Un paradoxe revient régulièrement : l’interdiction en France de produits tels que les OGM, certains pesticides ou les hormones de croissance, tandis que ces mêmes substances continuent d’être tolérées dans des produits alimentaires importés.

Fabrice Dalongeville, président de l’association des maires ruraux de l’Oise, en a fait le constat après des échanges suscités par une projection du film documentaire Mes doléances (2024), de la réalisatrice et scénariste lilloise Hélène Desplanques. «La question du réchauffement climatique est omniprésente et, avec elle, celles de l’agriculture, de la protection de la biodiversité et du bien-manger», observe-t-il.

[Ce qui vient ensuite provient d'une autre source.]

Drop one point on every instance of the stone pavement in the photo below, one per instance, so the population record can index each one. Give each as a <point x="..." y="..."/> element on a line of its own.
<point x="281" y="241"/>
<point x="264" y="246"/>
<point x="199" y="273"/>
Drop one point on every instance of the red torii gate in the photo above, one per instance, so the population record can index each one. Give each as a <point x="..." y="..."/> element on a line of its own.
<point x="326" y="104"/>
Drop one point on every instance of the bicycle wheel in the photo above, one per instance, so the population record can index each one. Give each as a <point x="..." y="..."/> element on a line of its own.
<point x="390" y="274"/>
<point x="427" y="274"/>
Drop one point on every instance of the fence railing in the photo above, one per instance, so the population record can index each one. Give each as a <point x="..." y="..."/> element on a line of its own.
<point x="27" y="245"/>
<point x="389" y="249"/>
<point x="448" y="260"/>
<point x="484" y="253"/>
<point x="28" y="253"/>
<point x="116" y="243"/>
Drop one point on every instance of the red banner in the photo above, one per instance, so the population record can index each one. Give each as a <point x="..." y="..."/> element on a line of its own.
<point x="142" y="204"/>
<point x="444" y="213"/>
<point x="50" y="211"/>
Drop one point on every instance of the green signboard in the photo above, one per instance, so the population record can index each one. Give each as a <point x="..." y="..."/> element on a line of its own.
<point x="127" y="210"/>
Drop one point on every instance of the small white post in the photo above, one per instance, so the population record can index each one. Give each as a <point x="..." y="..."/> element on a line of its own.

Au-delà des grandes orientations structurelles, les citoyen·nes formulent des propositions concrètes : le retour de la consigne pour les bouteilles en verre, l’extinction des vitrines et des éclairages de magasins en dehors des heures d’ouverture, ou encore la taxation des revenus locatifs en fonction de la performance énergétique des logements. Cette dernière mesure pourrait être couplée, est-il suggéré, à une aide spécifique pour les petits propriétaires, afin qu’elles et ils puissent rénover leur bien sans être pénalisé·es.

Une question demeure, pourquoi aucun parti politique ne s’est réellement emparé de ce précieux reflet des attentes populaires lors des différentes échéances électorales ?

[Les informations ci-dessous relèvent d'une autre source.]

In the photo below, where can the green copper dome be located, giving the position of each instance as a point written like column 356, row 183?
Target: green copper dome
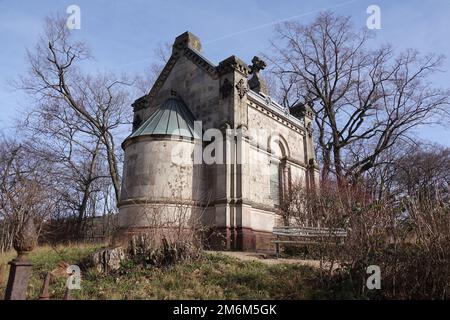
column 173, row 117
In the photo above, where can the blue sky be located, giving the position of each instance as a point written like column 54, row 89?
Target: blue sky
column 123, row 34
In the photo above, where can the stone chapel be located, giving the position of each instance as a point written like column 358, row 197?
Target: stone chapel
column 239, row 196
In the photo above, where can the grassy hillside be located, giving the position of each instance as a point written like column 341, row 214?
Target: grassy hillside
column 213, row 277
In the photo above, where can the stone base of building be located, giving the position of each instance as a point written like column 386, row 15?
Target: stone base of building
column 239, row 239
column 234, row 239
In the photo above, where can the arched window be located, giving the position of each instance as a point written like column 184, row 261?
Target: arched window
column 275, row 182
column 279, row 150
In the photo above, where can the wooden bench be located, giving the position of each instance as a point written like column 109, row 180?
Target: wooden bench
column 305, row 235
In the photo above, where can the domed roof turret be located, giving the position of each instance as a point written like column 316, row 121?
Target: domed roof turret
column 173, row 117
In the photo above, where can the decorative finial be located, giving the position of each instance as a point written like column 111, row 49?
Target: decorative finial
column 256, row 83
column 257, row 65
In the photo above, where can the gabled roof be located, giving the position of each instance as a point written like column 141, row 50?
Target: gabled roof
column 173, row 117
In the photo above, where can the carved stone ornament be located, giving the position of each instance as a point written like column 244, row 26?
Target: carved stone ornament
column 241, row 88
column 226, row 88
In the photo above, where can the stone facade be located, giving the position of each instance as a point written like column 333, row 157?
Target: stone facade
column 265, row 149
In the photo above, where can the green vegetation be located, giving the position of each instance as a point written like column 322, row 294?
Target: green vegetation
column 215, row 276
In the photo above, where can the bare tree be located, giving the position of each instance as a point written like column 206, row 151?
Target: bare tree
column 26, row 191
column 95, row 105
column 366, row 101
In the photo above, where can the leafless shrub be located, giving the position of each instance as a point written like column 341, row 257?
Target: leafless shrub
column 407, row 238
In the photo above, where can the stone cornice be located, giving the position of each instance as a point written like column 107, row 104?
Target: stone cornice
column 275, row 111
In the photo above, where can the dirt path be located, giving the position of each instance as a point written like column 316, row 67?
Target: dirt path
column 263, row 258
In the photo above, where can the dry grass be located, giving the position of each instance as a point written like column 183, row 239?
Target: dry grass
column 215, row 276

Pour Gilles Proriol, la réponse est sans ambiguïté : «Ce corpus est le programme idéal des Français, mais il porte une vision politique qui n’est pas compatible avec le projet présidentiel. Il n’est pas libéral. Et, même à gauche, certains ont mal réagi lorsque j’ai présenté ma synthèse à l’Assemblée : ils ne supportent pas que les idées viennent d’en bas.»

Un constat que partage la documentariste Hélène Desplanques, qui a longuement travaillé sur ce matériau citoyen : «De la même façon que l’on doit réparer la planète, on doit réparer nos liens. Et les doléances sont un outil puissant de réparation.»